Submitted to: Euphytica
Publication Type: Peer Reviewed Journal
Publication Acceptance Date: 4/4/2022
Publication Date: 10/18/2022
Citation: Eizenga, G.C., Li, D., Jia, M.H., Huggins, T.D., Jackson, A.K. 2022. Identification of Sheath Blight QTL in a LaGrue x O. nivara rice advanced backcross population. Euphytica. https://doi.org/10.1007/s10681-022-03101-0.
DOI: https://doi.org/10.1007/s10681-022-03101-0

Interpretive Summary: Sheath blight disease, caused by the Rhizoctonia solani fungus, is one of the most prevalent fungal diseases of cultivated rice and results in significant economic damage to rice production worldwide. No source of complete resistance to sheath blight disease has been identified in cultivated rice (Oryza sativa). The wild Oryza species, which are closely related to cultivated rice, are a potential source of important traits including new resistance genes to fight pests like sheath blight disease. O. nivara is a wild ancestral species that can be successfully crossed with cultivated rice. The objective of this research was to identify the chromosomal location(s) of possible sheath blight resistance gene(s) in an O. nivara accession that previously demonstrated moderate resistance to sheath blight disease in greenhouse studies. The goal of this study was to identify these potential resistance genes and transfer them into the popular southern U.S. long grain variety, LaGrue, which is susceptible to sheath blight disease. One major chromosomal region was identified associated with sheath blight resistance contributed from the O. nivara parent. This region was previously identified in cultivated rice but the O. nivara species may have a different resistance gene that can be used in the development of new rice varieties that will decrease crop vulnerability to this important disease.

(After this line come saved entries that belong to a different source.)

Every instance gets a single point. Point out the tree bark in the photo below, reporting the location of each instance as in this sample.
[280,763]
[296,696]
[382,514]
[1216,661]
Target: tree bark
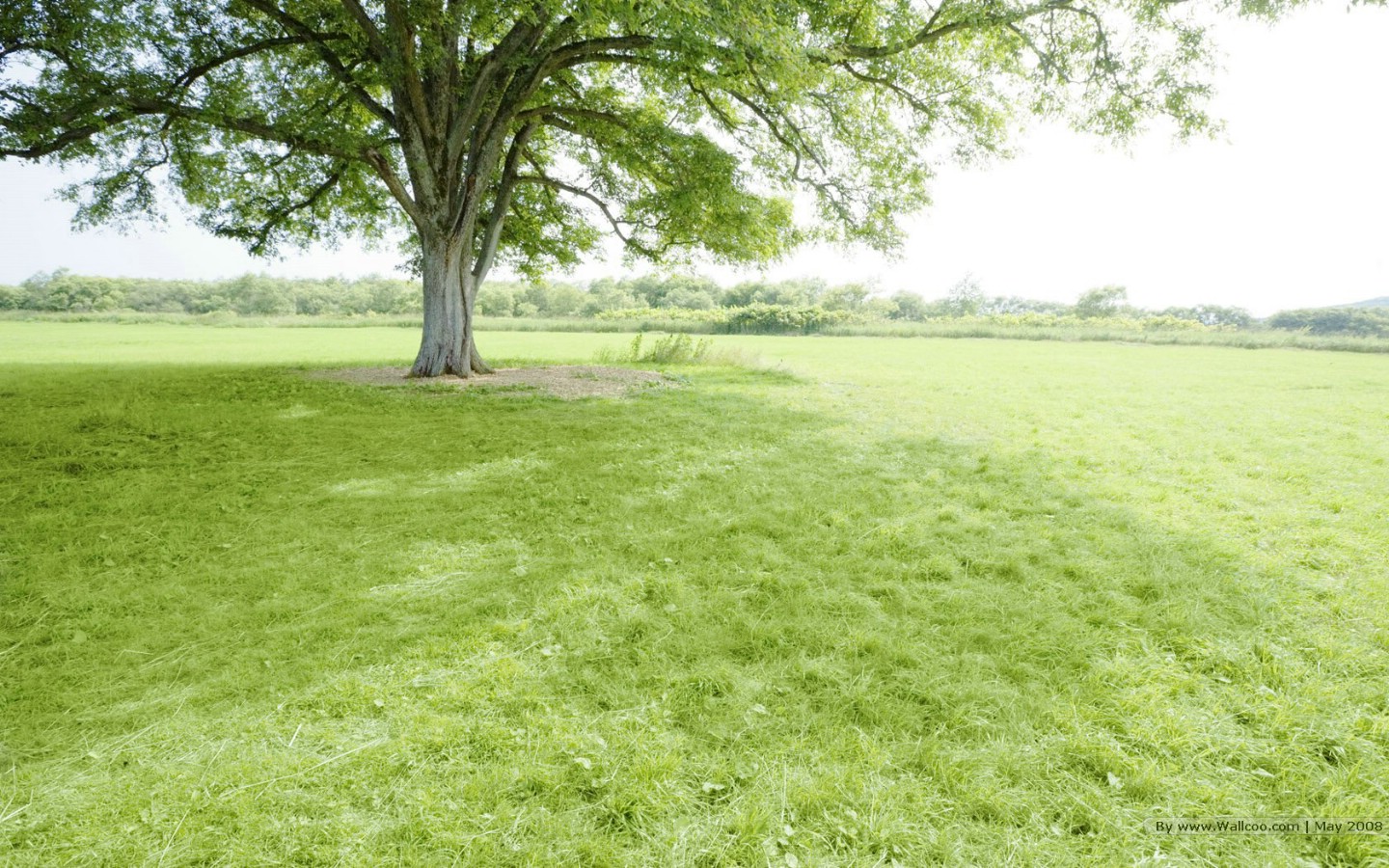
[446,344]
[470,295]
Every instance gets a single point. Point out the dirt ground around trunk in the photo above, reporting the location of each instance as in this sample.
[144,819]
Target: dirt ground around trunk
[567,382]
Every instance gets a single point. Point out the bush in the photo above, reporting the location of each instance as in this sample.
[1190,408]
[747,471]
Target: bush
[1359,321]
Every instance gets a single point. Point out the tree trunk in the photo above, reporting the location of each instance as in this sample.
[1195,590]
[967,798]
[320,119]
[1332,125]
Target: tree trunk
[446,343]
[470,295]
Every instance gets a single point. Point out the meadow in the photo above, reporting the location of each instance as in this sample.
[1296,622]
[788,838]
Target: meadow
[853,602]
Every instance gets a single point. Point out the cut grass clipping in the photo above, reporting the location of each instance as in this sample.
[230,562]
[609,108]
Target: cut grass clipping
[924,603]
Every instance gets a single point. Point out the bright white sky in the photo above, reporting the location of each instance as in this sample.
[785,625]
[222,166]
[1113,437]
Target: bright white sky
[1290,208]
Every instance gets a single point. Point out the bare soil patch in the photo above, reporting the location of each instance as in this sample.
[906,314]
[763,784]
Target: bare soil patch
[561,381]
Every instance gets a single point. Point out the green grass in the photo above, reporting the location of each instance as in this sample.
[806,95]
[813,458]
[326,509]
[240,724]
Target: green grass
[1247,339]
[928,602]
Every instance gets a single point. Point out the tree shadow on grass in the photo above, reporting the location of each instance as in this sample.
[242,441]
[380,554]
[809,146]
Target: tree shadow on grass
[258,617]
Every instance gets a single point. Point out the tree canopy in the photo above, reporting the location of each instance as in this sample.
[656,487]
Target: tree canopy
[524,132]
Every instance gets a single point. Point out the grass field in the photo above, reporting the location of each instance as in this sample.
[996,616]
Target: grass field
[871,602]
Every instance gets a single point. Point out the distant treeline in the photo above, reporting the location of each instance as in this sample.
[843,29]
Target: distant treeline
[751,306]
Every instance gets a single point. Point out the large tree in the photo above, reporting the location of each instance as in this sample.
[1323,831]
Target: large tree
[527,129]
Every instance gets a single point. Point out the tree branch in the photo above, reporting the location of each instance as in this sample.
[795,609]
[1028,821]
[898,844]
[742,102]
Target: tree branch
[327,54]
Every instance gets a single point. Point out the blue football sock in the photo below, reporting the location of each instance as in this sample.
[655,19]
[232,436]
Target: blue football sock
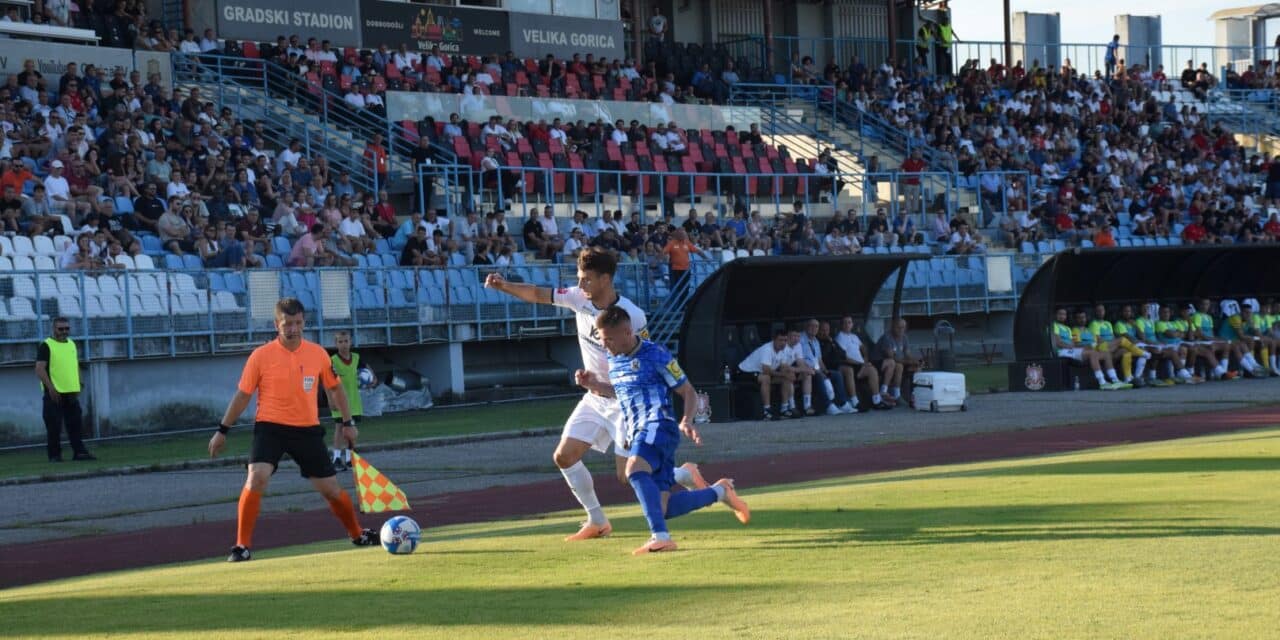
[684,502]
[650,501]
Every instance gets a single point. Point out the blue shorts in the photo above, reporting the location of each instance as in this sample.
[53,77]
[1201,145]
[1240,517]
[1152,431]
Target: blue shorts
[661,457]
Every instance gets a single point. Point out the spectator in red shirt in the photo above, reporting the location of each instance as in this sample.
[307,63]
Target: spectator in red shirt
[1104,238]
[912,183]
[1194,233]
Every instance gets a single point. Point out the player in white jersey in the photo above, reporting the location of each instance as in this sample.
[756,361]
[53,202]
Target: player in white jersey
[597,420]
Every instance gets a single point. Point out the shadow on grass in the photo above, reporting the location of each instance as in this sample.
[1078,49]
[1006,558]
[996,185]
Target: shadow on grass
[954,525]
[231,606]
[1221,465]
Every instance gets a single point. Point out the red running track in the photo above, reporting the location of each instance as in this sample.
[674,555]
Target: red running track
[27,563]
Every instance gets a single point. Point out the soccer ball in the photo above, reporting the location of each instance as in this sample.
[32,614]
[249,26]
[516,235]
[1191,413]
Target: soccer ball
[400,535]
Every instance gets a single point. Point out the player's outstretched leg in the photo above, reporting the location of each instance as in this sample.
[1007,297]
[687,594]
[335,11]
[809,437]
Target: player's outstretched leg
[568,458]
[689,476]
[728,496]
[247,510]
[650,504]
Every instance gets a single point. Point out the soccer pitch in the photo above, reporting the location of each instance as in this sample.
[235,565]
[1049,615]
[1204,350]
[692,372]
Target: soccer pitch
[1170,539]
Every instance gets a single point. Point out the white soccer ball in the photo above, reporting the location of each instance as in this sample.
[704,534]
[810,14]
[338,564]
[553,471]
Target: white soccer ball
[366,378]
[400,535]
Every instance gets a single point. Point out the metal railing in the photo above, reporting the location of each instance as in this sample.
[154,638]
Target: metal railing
[173,314]
[1083,56]
[310,99]
[118,315]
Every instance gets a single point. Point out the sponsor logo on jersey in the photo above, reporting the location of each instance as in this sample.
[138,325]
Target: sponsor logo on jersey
[1034,379]
[704,408]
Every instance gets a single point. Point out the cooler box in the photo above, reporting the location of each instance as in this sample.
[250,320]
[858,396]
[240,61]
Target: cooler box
[940,391]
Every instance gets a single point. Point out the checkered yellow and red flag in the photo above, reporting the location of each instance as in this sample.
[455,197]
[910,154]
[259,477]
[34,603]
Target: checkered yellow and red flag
[376,493]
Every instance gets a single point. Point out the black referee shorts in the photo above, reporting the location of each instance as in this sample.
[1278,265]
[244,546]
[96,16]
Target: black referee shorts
[305,444]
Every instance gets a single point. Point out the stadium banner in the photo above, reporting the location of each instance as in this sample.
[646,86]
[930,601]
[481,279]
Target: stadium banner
[51,58]
[453,30]
[263,21]
[405,105]
[538,35]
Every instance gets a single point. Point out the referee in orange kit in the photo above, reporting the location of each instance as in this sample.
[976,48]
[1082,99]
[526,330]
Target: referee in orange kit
[287,373]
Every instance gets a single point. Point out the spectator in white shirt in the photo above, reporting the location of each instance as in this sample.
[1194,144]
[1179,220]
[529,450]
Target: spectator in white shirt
[352,231]
[855,365]
[209,42]
[771,364]
[620,133]
[557,132]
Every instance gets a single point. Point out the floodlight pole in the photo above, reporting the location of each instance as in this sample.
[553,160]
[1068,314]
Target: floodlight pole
[1009,40]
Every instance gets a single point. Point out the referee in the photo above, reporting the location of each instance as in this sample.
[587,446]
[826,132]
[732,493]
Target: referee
[286,374]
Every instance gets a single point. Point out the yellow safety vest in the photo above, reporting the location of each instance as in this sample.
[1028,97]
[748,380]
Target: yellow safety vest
[63,366]
[945,35]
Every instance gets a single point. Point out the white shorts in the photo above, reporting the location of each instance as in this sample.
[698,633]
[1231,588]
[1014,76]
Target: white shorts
[1075,353]
[598,421]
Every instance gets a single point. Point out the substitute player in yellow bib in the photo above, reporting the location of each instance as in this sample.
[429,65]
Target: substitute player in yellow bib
[346,364]
[287,374]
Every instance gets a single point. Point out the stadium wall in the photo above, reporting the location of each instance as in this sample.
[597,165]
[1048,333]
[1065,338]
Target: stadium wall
[135,397]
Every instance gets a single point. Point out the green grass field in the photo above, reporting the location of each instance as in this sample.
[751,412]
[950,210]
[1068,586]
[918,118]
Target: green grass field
[393,428]
[1175,539]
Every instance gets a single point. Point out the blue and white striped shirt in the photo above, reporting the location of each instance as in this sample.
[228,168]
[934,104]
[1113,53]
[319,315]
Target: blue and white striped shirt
[641,382]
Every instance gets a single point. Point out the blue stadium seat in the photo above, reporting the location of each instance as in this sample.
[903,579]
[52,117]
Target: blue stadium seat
[234,282]
[151,246]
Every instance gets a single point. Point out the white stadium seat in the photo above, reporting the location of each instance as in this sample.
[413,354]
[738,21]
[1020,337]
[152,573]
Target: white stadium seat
[44,246]
[22,246]
[108,284]
[21,309]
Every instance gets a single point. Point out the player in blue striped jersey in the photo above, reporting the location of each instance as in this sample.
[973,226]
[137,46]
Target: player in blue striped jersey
[641,376]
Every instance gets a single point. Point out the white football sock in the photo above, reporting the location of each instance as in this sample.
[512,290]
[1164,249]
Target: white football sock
[684,478]
[828,388]
[584,489]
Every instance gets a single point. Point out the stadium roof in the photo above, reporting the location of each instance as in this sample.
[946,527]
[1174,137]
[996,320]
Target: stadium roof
[1255,12]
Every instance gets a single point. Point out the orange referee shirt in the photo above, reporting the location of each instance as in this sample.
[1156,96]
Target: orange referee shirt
[287,382]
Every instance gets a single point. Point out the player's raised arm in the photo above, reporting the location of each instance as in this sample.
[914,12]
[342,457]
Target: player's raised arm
[524,291]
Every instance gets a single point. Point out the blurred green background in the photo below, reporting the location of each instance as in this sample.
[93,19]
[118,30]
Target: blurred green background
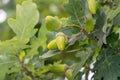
[45,7]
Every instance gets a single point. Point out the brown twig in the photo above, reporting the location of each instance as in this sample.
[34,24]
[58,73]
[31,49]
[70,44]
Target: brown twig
[27,72]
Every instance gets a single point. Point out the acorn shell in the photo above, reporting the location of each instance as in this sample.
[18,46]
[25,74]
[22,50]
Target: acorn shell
[92,6]
[61,42]
[52,45]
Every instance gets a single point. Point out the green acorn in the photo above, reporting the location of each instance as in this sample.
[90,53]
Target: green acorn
[58,68]
[22,55]
[68,74]
[61,41]
[52,23]
[92,6]
[52,45]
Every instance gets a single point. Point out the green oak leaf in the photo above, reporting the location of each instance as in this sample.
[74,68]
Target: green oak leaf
[76,10]
[12,46]
[83,55]
[107,65]
[8,64]
[27,17]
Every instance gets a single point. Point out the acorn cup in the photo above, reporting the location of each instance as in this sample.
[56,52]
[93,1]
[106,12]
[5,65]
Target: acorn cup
[92,6]
[58,68]
[52,45]
[52,23]
[61,41]
[68,74]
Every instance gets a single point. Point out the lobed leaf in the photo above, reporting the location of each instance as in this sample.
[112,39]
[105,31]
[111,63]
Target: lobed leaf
[26,18]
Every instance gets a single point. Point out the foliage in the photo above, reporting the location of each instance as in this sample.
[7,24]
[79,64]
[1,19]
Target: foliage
[85,37]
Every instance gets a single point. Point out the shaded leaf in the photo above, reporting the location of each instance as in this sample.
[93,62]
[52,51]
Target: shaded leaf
[12,46]
[76,10]
[84,55]
[26,18]
[108,65]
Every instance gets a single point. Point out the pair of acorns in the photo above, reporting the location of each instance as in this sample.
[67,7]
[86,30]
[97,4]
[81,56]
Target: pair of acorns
[58,43]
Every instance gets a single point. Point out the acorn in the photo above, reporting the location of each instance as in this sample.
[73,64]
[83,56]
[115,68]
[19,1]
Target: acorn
[92,6]
[68,74]
[61,41]
[52,45]
[21,55]
[52,23]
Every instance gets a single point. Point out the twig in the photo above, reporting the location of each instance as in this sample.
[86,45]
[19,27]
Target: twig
[27,72]
[87,67]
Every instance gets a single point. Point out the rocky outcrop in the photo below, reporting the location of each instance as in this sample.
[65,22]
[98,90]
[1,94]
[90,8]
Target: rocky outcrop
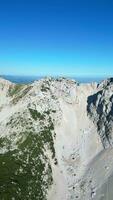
[53,139]
[100,108]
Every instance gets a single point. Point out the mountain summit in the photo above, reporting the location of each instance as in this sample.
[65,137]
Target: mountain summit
[56,139]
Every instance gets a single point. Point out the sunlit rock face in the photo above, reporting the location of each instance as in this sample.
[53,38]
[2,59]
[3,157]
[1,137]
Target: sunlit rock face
[56,140]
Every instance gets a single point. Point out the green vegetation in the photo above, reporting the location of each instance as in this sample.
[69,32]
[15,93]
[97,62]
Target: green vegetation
[44,88]
[25,173]
[36,115]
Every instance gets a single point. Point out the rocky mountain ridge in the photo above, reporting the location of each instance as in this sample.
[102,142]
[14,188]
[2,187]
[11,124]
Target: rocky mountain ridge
[53,133]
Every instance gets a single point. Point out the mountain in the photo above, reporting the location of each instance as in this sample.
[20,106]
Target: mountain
[56,139]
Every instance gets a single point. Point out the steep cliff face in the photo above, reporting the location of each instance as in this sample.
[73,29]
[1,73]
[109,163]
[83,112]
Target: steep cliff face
[52,138]
[100,108]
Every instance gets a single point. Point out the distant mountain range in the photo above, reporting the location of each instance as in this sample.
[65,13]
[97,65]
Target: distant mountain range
[56,140]
[30,79]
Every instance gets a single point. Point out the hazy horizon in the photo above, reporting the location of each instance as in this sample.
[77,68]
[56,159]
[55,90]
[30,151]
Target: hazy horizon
[65,38]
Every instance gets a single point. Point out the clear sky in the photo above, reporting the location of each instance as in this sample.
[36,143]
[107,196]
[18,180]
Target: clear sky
[56,37]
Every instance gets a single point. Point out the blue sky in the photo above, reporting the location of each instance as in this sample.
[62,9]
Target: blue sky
[56,37]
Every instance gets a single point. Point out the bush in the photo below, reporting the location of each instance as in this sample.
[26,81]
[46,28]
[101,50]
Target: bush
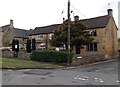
[51,56]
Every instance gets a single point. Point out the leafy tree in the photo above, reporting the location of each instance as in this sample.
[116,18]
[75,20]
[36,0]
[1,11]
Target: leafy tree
[28,47]
[33,44]
[78,35]
[13,45]
[7,43]
[17,44]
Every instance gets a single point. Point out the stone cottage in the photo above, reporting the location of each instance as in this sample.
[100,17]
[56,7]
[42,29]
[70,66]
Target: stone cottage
[8,33]
[103,29]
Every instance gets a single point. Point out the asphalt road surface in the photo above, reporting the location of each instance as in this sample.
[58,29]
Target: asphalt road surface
[101,74]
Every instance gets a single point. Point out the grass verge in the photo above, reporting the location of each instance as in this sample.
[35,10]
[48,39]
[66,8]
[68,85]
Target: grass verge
[16,64]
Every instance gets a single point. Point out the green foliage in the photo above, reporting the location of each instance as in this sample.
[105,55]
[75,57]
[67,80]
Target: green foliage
[51,56]
[33,44]
[17,43]
[28,46]
[78,35]
[7,43]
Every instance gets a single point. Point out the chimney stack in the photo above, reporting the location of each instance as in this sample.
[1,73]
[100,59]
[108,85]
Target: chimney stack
[76,18]
[110,12]
[11,23]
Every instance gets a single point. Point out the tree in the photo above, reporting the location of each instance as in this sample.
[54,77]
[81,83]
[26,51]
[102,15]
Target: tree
[118,39]
[15,45]
[33,44]
[28,47]
[78,35]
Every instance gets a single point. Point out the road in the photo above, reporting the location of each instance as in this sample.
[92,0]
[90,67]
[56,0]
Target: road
[101,74]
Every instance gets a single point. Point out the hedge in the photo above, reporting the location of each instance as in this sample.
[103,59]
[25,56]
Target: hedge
[51,56]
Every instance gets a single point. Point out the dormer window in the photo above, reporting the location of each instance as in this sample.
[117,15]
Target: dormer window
[93,32]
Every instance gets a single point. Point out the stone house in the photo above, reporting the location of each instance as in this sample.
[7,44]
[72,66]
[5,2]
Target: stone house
[8,33]
[43,36]
[102,28]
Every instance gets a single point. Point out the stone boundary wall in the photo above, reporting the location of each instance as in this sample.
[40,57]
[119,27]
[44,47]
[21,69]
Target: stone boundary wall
[82,59]
[89,58]
[21,55]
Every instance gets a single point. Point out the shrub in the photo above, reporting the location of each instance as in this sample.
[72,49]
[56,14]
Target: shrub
[51,56]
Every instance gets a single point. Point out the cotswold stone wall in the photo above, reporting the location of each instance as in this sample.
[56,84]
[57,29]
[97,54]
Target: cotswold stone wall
[89,58]
[21,55]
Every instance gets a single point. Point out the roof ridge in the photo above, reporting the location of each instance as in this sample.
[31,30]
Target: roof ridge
[20,29]
[47,26]
[94,17]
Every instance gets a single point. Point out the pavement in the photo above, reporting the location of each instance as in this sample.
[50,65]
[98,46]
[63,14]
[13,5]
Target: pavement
[96,74]
[66,67]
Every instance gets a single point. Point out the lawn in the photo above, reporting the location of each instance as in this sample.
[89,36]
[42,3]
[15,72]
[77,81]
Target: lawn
[16,63]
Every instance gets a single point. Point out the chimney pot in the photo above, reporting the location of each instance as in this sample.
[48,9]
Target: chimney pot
[110,12]
[76,18]
[11,23]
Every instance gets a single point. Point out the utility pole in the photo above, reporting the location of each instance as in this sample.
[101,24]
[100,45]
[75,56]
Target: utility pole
[68,30]
[68,26]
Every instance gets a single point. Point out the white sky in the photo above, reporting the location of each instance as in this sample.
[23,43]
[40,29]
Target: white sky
[36,13]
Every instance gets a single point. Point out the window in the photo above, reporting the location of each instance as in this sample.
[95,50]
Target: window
[92,47]
[93,32]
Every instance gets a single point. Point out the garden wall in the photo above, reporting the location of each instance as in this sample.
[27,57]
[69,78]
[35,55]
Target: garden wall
[89,58]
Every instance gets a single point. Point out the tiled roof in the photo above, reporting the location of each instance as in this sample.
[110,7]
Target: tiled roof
[92,23]
[45,29]
[97,22]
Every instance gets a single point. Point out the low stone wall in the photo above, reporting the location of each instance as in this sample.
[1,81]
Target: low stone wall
[7,54]
[21,55]
[88,58]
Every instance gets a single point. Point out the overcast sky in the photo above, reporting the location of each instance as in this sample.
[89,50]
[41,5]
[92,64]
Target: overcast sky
[36,13]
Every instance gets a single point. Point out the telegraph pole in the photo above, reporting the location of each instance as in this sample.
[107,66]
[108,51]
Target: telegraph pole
[68,42]
[68,26]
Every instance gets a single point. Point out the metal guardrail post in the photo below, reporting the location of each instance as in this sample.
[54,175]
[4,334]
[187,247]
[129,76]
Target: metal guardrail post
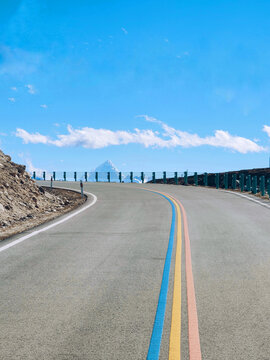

Technical Abstract: Oryza nivara is considered one of the wild progenitors of cultivated Asian rice (O. sativa). An O. nivara (IRGC104443) accession, previously identified as being moderately resistant to rice sheath blight disease, was used as the donor parent to develop an advanced backcross population with the U.S. rice (O. sativa) cultivar, LaGrue, as the recurrent parent. The population was genotyped with 210 DNA markers and a linkage map constructed that spanned 1488.9 cM. Sheath blight (ShB) disease was evaluated in both greenhouse and field conditions. Days to heading (DTHD), plant height (PTHT) and culm (angle) habit (CULMHAB) were recorded because they can confound sheath blight disease ratings under field conditions. Multiple interval mapping identified qShB9 as the ShB-QTL being the source of resistance and the resistance was attributed to the O. nivara allele. The single CULMHAB QTL, qCULMHAB9, was also located in this region but had a different peak suggesting the more open tillering habit was most likely due to the tiller angle control-1 gene which was fine-mapped near the chromosome 9 sheath blight resistance in other O. sativa populations. The ShB QTL, qShB3-2, identified in the greenhouse study was not verified in field studies. None of the three DTHD QTL were colocalized with ShB QTL, while the single PTHT QTL was mapped to the region of the semi-dwarf-1 gene for short stature on chromosome 1. These results indicate that sheath blight resistance QTL can be selected that are independent of delayed heading and tall plant height ,the traits that are associated with disease escape but are undesirable in cultivated rice. Further studies will be undertaken to fine map the qShB9 region and identify linked markers for use in cultivar development.